- Born: Juliet Claire Morris 26 April 1965 (age 61) London, England
- Education: University of Hull
- Occupations: Journalist, newsreader and television presenter
- Years active: 1989–present
- Employer: BBC

= Juliet Morris =

British television presenter (born 1965)

Juliet Morris (born 26 April 1965) is a British television presenter.

==Early life==
Morris was educated at Lady Eleanor Holles School, an independent school for girls in Hampton in West London, where she recalled the difficulties of being left-handed. At the age of eleven, she moved to a private school (St Margarets, Exeter) when her family settled in Devon. She graduated from the University of Hull in 1986 having studied English and Drama.

==Broadcasting career==
Following a spell on BBC South West's Spotlight, Morris went on to join the BBC children's news show Newsround in 1990. She left the show in 1995 to present BBC Breakfast News for three years. She has since presented The Heaven and Earth Show. She was also the main presenter for the Here and Now current affairs programme and co-presented the programme 999, alongside Michael Buerk.

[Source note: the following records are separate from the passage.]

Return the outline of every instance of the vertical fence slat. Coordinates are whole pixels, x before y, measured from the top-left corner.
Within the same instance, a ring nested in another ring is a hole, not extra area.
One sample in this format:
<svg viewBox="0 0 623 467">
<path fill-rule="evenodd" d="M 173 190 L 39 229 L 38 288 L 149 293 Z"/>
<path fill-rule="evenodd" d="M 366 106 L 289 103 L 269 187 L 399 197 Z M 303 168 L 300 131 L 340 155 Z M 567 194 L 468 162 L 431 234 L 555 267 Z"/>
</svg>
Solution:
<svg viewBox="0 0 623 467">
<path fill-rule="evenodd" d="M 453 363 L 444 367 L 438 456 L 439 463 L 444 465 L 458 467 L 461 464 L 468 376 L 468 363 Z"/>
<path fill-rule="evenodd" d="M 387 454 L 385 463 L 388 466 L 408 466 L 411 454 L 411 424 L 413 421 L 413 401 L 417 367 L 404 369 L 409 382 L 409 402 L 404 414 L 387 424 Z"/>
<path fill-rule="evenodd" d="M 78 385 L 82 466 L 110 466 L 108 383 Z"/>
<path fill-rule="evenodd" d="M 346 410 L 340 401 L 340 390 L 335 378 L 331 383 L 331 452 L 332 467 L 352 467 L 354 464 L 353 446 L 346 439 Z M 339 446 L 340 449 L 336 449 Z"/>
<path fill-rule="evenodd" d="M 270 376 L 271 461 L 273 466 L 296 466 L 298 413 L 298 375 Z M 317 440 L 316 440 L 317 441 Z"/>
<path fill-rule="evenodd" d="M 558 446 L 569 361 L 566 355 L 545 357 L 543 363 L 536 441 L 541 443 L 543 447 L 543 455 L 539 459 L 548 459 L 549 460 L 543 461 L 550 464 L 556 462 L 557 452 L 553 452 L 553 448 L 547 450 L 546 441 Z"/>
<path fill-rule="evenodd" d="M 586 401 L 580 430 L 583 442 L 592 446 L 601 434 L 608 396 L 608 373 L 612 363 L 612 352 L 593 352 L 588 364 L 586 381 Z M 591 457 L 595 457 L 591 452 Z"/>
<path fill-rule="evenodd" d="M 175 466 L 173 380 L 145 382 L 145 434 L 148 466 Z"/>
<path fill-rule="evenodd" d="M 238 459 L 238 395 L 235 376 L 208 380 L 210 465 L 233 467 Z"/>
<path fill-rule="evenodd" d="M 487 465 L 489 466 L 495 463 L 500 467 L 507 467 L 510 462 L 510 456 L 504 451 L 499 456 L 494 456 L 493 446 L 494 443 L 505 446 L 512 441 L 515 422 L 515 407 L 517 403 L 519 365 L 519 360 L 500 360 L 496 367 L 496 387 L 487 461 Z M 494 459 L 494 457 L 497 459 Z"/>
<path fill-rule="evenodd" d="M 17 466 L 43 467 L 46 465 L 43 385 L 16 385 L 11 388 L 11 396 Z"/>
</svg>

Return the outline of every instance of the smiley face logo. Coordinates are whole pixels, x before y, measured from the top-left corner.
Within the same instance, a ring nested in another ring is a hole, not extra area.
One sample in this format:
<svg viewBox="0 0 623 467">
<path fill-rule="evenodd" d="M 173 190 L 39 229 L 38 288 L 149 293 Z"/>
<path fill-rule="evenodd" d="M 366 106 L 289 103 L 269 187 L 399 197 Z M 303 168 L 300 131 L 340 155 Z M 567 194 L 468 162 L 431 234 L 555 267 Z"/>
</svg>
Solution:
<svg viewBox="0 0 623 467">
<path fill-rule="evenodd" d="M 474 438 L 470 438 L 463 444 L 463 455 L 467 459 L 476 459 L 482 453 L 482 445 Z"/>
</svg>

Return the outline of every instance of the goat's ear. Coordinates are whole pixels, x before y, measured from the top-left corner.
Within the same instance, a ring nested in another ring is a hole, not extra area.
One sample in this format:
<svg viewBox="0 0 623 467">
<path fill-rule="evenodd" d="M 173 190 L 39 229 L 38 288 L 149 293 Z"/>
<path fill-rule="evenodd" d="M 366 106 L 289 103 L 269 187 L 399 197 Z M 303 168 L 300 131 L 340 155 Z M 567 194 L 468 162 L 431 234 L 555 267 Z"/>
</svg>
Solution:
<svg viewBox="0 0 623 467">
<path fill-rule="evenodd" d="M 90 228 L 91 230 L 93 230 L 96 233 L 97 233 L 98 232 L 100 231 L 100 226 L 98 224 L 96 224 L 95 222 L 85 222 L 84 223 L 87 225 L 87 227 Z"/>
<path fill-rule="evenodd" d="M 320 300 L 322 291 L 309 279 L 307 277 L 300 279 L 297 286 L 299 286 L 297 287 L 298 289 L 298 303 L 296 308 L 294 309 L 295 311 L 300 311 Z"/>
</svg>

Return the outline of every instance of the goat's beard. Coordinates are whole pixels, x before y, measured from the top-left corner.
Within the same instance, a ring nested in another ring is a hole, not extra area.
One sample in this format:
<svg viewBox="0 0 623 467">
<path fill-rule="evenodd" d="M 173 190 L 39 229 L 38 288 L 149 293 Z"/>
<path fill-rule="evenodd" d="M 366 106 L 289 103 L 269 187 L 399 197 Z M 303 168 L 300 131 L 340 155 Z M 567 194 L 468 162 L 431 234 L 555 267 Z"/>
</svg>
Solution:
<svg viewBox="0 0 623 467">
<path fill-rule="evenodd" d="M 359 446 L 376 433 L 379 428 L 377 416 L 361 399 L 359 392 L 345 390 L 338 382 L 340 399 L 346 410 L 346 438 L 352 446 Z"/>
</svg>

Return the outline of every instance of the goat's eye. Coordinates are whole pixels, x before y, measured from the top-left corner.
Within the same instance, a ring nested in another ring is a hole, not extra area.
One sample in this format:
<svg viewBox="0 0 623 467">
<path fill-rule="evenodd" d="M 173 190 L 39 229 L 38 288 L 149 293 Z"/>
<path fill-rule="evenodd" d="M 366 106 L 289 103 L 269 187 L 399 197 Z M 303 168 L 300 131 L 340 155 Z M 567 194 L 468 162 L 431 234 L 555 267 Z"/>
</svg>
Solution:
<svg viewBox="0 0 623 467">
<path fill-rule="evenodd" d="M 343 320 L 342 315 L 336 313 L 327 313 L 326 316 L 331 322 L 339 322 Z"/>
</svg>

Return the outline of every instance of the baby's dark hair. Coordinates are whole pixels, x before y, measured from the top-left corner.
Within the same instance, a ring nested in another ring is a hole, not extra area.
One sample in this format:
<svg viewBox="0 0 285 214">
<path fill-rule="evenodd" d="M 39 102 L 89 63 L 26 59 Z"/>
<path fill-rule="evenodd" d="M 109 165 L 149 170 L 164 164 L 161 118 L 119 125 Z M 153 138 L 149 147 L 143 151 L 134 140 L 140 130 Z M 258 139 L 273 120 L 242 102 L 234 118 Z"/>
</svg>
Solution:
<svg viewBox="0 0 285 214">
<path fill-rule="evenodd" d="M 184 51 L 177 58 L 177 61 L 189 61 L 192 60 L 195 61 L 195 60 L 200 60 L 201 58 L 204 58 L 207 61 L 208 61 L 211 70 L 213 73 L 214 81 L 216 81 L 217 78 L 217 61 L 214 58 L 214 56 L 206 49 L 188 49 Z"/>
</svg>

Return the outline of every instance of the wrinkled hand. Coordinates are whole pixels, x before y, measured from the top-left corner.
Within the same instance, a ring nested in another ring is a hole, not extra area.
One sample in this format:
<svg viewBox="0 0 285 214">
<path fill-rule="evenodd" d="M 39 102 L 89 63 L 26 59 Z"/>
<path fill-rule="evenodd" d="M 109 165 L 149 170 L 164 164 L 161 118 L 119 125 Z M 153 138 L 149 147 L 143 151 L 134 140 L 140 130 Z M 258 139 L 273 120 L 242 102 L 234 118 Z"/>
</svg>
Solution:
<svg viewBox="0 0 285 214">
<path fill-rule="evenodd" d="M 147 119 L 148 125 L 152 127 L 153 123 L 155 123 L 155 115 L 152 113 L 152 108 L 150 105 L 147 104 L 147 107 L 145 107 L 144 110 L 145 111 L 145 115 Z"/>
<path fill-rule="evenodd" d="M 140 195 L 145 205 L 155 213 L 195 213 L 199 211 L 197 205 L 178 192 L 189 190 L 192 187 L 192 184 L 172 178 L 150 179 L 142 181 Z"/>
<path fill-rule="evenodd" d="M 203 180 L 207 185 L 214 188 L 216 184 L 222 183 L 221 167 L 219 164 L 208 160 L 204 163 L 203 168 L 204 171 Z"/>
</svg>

She was also the presenter of BBC's The House Detectives (1997–2000) on which she and a team of experts, led by Dan Cruickshank, investigated the histories of houses belonging to members of the public. She presented the BBC overseas property show Uncharted Territory (2006 and 2007) and she was formerly a reporter on Countryfile.

In 1998, she made a report for Panorama on suicide among young men, during which she revealed that her younger brother, Edward, had committed suicide in 1994 at the age of 24.